In 2020, the first award goes to two US scientists working in leading positions for the National Institutes of Health (NIH) – the main funding organisation for IMPC. Colin Fletcher has been the director of KOMP and KOMP 2, the highly successful “Knockout Mouse Project” of the US health administration, since its beginning in 2006. As the program director of NIH´s “Office of Research Infrastructure Programs”, Oleg Mirochnitchenko has contributed massively to the success of the KOMP programs and the coordination of the wider IMPC network.
IMPC Awards 2020 go to scientists in the USA, UK, Canada and Japan
KOMP program director Colin Fletcher and his colleague Oleg Mirochnitchenko from NIH, former RIKEN BRC director Yuichi Obata, Ann Flenniken from TCP and Luis Santos from MRC Harwell are the winners of this year´s IMPC Awards.
Each year in autumn, the Steering Committee of the International Mouse Phenotyping Consortium (IMPC) honours several members of the consortium with the IMPC Awards of Excellence in three categories:
- Award 1 highlights outstanding contributions to the funding and promotion of IMPC across diverse organisations.
- Award 2 acknowledges special contributions to the operational success of IMPC, including scientific developments in mouse genetics, phenotyping, and data analysis.
- Award 3 features exceptional engagement to interactions with the biomedical sciences community in the academic, industrial and public sector.

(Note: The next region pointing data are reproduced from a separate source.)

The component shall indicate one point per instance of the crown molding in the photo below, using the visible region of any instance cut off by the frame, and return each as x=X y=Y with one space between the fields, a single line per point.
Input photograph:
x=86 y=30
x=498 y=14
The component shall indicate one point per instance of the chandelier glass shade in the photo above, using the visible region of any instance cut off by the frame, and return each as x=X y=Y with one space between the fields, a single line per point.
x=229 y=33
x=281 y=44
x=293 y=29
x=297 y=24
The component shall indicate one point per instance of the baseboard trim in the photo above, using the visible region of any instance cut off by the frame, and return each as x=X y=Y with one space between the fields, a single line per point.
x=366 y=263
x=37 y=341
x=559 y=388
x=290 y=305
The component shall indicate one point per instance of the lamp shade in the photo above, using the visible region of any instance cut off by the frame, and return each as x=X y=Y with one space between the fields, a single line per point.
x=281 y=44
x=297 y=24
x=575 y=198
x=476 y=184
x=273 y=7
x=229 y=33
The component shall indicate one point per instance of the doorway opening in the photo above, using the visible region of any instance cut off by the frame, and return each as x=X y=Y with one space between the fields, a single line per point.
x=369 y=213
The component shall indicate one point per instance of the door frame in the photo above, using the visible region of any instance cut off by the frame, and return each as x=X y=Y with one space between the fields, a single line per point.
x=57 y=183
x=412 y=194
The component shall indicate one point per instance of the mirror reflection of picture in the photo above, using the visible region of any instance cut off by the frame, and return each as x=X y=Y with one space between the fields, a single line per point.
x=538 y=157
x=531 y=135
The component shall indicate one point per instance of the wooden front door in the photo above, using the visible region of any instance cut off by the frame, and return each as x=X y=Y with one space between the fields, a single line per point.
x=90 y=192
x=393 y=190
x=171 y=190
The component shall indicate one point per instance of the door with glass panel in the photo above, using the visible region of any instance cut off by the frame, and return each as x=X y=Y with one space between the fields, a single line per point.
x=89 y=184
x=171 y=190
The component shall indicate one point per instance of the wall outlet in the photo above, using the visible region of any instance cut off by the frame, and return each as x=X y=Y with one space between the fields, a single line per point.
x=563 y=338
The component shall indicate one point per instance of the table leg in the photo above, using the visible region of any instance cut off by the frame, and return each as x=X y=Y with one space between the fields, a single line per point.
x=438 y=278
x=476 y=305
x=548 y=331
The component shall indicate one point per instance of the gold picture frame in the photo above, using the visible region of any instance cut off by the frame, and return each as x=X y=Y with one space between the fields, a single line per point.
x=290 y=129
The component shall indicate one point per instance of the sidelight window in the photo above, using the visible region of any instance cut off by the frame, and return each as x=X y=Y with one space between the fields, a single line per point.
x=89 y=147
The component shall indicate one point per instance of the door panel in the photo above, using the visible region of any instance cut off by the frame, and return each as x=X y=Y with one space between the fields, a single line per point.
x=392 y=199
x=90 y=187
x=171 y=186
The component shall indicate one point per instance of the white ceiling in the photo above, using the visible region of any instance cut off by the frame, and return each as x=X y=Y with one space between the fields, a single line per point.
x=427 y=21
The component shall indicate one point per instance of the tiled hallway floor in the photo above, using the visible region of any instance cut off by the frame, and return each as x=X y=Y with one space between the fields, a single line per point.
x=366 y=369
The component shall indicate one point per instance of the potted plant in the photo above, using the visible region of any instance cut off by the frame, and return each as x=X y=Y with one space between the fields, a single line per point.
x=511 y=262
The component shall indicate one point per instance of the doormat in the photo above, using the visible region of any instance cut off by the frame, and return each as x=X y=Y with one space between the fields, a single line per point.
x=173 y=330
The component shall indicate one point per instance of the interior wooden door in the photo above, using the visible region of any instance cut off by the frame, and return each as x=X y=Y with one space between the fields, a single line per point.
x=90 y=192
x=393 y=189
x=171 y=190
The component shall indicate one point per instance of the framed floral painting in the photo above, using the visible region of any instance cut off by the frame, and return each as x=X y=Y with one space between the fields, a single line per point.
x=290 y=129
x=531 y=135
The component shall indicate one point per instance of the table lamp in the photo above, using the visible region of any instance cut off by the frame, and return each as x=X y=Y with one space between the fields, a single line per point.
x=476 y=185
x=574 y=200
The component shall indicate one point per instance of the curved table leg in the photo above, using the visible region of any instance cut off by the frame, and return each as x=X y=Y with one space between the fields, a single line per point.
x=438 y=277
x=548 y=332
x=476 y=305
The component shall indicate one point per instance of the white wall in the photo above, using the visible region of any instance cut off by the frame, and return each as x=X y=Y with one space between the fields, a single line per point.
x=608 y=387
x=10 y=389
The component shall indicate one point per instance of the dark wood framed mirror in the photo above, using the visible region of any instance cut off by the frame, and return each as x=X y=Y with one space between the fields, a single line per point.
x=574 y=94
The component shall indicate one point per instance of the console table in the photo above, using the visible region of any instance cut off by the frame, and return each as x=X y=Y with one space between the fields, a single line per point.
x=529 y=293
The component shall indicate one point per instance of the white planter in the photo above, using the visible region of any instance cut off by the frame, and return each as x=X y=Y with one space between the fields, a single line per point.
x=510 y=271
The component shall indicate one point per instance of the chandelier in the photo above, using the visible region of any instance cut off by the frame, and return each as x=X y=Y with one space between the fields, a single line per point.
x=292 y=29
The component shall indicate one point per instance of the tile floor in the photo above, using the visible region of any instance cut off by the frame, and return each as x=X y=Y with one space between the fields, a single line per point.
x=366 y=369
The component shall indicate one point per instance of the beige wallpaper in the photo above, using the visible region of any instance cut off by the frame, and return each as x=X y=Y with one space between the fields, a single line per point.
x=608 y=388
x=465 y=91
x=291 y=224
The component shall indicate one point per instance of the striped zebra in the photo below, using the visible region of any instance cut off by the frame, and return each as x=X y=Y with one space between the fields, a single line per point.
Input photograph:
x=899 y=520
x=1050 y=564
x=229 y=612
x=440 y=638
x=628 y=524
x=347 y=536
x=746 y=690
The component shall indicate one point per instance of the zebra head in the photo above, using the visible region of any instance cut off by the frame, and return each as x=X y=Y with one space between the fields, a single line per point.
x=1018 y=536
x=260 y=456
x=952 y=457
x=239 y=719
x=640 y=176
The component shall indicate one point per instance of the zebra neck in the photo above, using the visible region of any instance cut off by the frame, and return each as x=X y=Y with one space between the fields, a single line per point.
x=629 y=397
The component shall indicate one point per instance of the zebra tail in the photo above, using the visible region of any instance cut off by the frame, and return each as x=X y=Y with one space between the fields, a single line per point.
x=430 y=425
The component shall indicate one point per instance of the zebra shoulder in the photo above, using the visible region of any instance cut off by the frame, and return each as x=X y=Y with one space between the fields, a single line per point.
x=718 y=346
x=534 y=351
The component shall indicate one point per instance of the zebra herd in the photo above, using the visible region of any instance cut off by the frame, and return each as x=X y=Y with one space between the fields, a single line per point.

The second award was given jointly to Ann Flenniken, Associate Director of Clinical Phenotyping at The Centre for Phenogenomics (TCP) in Toronto, Canada, and Luis Santos, the Lead Data Wrangler at the IMPC´s Data Coordination Centre in Harwell near Oxford, UK.
Both are well-known to most INFRAFRONTIER partners: As a top-level specialist for phenotyping, Ann has contributed massively to the generation of high quality, reproducible and reliable data all across IMPC phenotyping. She is also a driving force in INFRAFRONTIER bodies like the Technical Working Group (TWG) and the Quality Management Network (QMN). Luis and his team at INFRAFRONTIER partner MRC Harwell have the fundamental role of performing data validation, quality control checks and statistical analysis on preliminary phenotyping data delivered to IMPC by the global network of partner institutes. He actively supports many communication and outreach activities of IMPC as well as INFRAFRONTIER.
The winner of the third IMPC Award is Yuichi Obata, previously the director of the RIKEN BioResource Center (BRC) in Tsukuba near Tokyo, and since April 2019 a senior adviser. He is the man who managed BRC to transform to a major international research centre and to join the IMPC consortium, thus establishing IMPC in Asia and fostering its activities in the Far East.
“The IMPC Awards of Excellence reflect the hard work and ambition of our members and celebrate the successes of individuals who have excelled in their service to the IMPC,” says Steve Brown, Chairman of the IMPC Steering Committee. “This year, we recognise five colleagues who have made outstanding contributions in a number of spheres. Well done – and many congratulations to them all!”